Homophobia in Physical Education classes: with the word students

La homofobia en las clases de Educación Física: la consideración de los alumnos

 

Licenciado em Educação Física pela Universidade do Estado do Pará

Mestrando em Educação pelo Programa de Pós-Graduação em Educação

da Universidade Federal do Pará – PPGED-UFPA

Anderson Patrick Rodrigues

andersonptk.rodrigues@gmail.com

(Brasil)

 

 

 

 

Resumo

          Este trabalho visa investigar as influências da Homofobia nas aulas de Educação Física em uma escola técnica federal da cidade de Belém do Pará, a partir da fala de alunos homossexuais, submetidos a grupo de discussão, segundo Pollok (1955) e Loos & Schäffer (2001). Trata-se, portanto, de uma pesquisa de enfoque Crítico-Dialético, pois busca o conhecimento da realidade, do mundo, das dinâmicas sociais e superação das contradições humanas, contribuindo assim para formação histórica do indivíduo (Gamboa, 2006). Os resultados apontam para a presença da homofobia velada, e ao mesmo tempo explicita, em diferentes momentos durante a observação realizada e ratificam a necessidade de repensarmos as práticas de ensino da Educação Física, ressaltando o debate dos temas transversais da educação, dentre eles a sexualidade, sem desmerecer as identidades sexuais individuais dos sujeitos envolvidos.

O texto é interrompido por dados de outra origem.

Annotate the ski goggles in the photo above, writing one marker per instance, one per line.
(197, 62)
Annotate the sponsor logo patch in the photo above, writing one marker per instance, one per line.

          Unitermos: Educação Física. Homossexualidade. Homofobia. Escola.

 

Abstract

          This work aims to investigate the influence of homophobia in Physical Education classes at a federal technical school in the city of Belem do Para, based on the talk of homosexual students, submitted to a discussion group, according to Pollok (1955) and Loos & Schäffer (2001). It is therefore a research of a Critical-Dialectic approach, since it seeks knowledge of reality, the world, social dynamics and overcoming human contradictions, thus contributing to the historical formation of the individual (Gamboa, 2006). The results point to the presence of veiled and at the same time explicit homophobia at different moments during the observation made and ratify the need to rethink the teaching practices of Physical Education, highlighting the debate on the transversal themes of education, among them sexuality, without demeaning the individual sexual identities of the subjects involved.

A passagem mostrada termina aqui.